Guest post by researcher Rodney Siegel
Linked paper: Short-term resilience of Great Gray Owls to a megafire in California, USA by R.B. Siegel, S.A. Eyes, M.W. Tingley, J.X. Wu, S.L. Stock, J.R. Medley, R.S. Kalinowski, A. Casas, M. Lima-Baumbach, and A.C. Rich, The Condor: Ornithological Applications 121:1, February 2019.
Throughout western North America, the combination of longer, hotter dry seasons and dense forests is yielding more frequent, larger, and more severe wildfires, including immense “megafires.” Habitat loss from increased fire activity could put wildlife species that depend on mature forest at risk. Concern over this threat is an increasingly important driver of forest management efforts in California’s Sierra Nevada, but recent efforts to assess the consequences of megafires on one bird species associated with the region’s mature forest, the California Spotted Owl (Strix occidentalis), have yielded conflicting results. Some research suggests that California Spotted Owls may be vulnerable to habitat loss and local extirpation due to forest fire, while other studies indicate that the owls may be fairly resilient, at least to low- and mixed-severity fire.
Like Spotted Owls, the Great Gray Owl (Strix nebulosa) is imperiled in California (where it is listed by the state as endangered) and is associated with mature forest. California’s Great Gray Owls typically nest in large, dead trees in shady forests adjacent to mountain meadows. In 2013 the Rim Fire, the largest fire on record in the Sierra Nevada, burned 104,000 hectares in Yosemite National Park and Stanislaus National Forest – the heart of Great Gray Owl’s range in California. Within the burned area were 23 meadows known to be occupied by Great Gray Owls during the decade prior to the fire, nearly a quarter of all known or suspected territories in California at the time.

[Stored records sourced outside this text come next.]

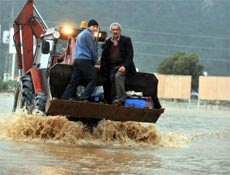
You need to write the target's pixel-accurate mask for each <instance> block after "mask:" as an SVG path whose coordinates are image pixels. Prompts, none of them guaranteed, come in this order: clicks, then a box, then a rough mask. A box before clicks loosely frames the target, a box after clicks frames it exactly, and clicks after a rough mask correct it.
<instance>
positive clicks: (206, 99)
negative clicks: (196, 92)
mask: <svg viewBox="0 0 230 175" xmlns="http://www.w3.org/2000/svg"><path fill="white" fill-rule="evenodd" d="M199 100H220V101H230V77H206V76H200V77H199Z"/></svg>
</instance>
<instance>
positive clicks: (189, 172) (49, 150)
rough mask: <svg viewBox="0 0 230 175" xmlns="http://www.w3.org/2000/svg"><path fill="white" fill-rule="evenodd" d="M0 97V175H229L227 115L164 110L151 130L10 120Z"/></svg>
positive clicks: (1, 94)
mask: <svg viewBox="0 0 230 175" xmlns="http://www.w3.org/2000/svg"><path fill="white" fill-rule="evenodd" d="M12 101H13V97H12V95H10V94H0V111H1V112H0V175H5V174H10V175H11V174H23V175H24V174H35V175H36V174H38V175H40V174H44V175H47V174H50V175H51V174H52V175H53V174H60V175H64V174H65V175H66V174H67V175H68V174H70V175H72V174H137V175H141V174H143V175H144V174H149V175H150V174H226V175H227V174H230V168H229V165H230V150H229V145H230V127H229V126H230V112H229V111H217V110H212V111H211V110H197V109H179V108H172V107H169V108H166V111H165V113H164V114H163V115H162V116H161V118H160V119H159V121H158V123H157V124H156V125H153V124H143V123H142V124H140V123H135V122H126V123H121V122H112V121H106V120H104V121H101V122H100V123H99V125H98V126H97V127H95V128H94V129H93V131H92V132H90V131H89V129H88V128H87V127H86V126H85V125H83V124H82V123H80V122H71V121H68V120H67V119H66V118H65V117H62V116H52V117H51V116H49V117H43V116H41V115H38V114H36V115H35V114H34V115H27V114H25V113H23V112H20V113H16V114H15V113H14V114H11V113H10V111H11V109H12Z"/></svg>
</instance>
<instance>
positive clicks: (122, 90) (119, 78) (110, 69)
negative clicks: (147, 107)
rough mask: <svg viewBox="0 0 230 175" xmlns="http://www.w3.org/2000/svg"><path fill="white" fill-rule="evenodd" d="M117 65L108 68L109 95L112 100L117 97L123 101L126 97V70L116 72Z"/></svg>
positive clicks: (118, 99) (116, 70) (116, 97)
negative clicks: (125, 82) (110, 96)
mask: <svg viewBox="0 0 230 175" xmlns="http://www.w3.org/2000/svg"><path fill="white" fill-rule="evenodd" d="M119 67H120V66H116V67H112V68H111V69H110V77H109V79H110V83H111V96H112V100H114V99H118V100H120V101H122V102H124V101H125V99H126V97H127V95H126V92H125V79H126V72H124V73H123V72H118V69H119Z"/></svg>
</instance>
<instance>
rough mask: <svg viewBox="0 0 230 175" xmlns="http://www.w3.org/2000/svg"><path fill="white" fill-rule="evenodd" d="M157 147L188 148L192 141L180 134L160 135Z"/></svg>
mask: <svg viewBox="0 0 230 175" xmlns="http://www.w3.org/2000/svg"><path fill="white" fill-rule="evenodd" d="M161 136H162V137H161V141H160V143H159V145H161V146H163V147H168V148H181V147H188V146H189V145H190V144H191V142H192V139H191V138H190V137H188V136H186V135H185V134H184V133H181V132H173V133H166V134H162V135H161Z"/></svg>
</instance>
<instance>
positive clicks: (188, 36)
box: [125, 29, 228, 40]
mask: <svg viewBox="0 0 230 175" xmlns="http://www.w3.org/2000/svg"><path fill="white" fill-rule="evenodd" d="M125 31H130V32H135V33H144V34H157V35H170V36H171V35H173V36H184V37H193V38H212V39H219V40H227V39H228V38H227V37H219V36H210V35H194V34H180V33H170V32H154V31H143V30H136V29H125Z"/></svg>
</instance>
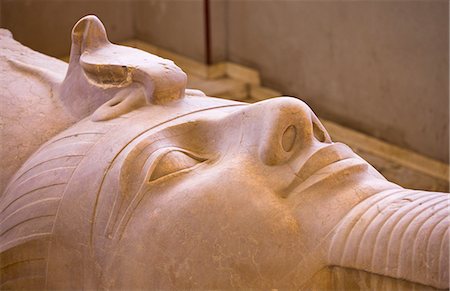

We analyzed 13 years (2004–2016) of Great Gray Owl survey data from 144 meadows in the central Sierra Nevada, including meadows inside and outside the Rim Fire perimeter in Yosemite National Park and Stanislaus National Forest, to assess the effect of the fire on Great Gray Owls’ persistence during the early post-fire years. Would Great Gray Owls continue to use historically occupied meadows within the burned area, or would the fire cause those sites to go vacant?
During three years of surveys after the fire, we detected Great Gray Owls at nearly all (21 of 22) surveyed meadows within the burned area that were occupied during the decade prior to the fire, and anecdotal evidence indicated that the owls were not only present but actually nested at many of these sites during the post-fire years. Analyzing the full dataset, including surveys conducted before and after the fire as well as inside and outside the burned area, revealed that rather than decreasing after the fire, owls’ persistence actually increased at meadows across the study area. This increase suggests that the owls remained resilient during the three years after the Rim Fire and that other factors such as weather were likely favorable to Great Gray Owls during those post-fire years.
Our results indicate that wildfires, including unusually large megafires, may not pose a great threat to Great Gray Owls in the short term. However, processes not apparent during our study’s short timeframe, including the eventual decay and loss of the large snags that the fire created, could affect the owls’ longer-term persistence after fire. Further study is needed to determine whether Great Gray Owls continue to be resilient to fire over longer timeframes.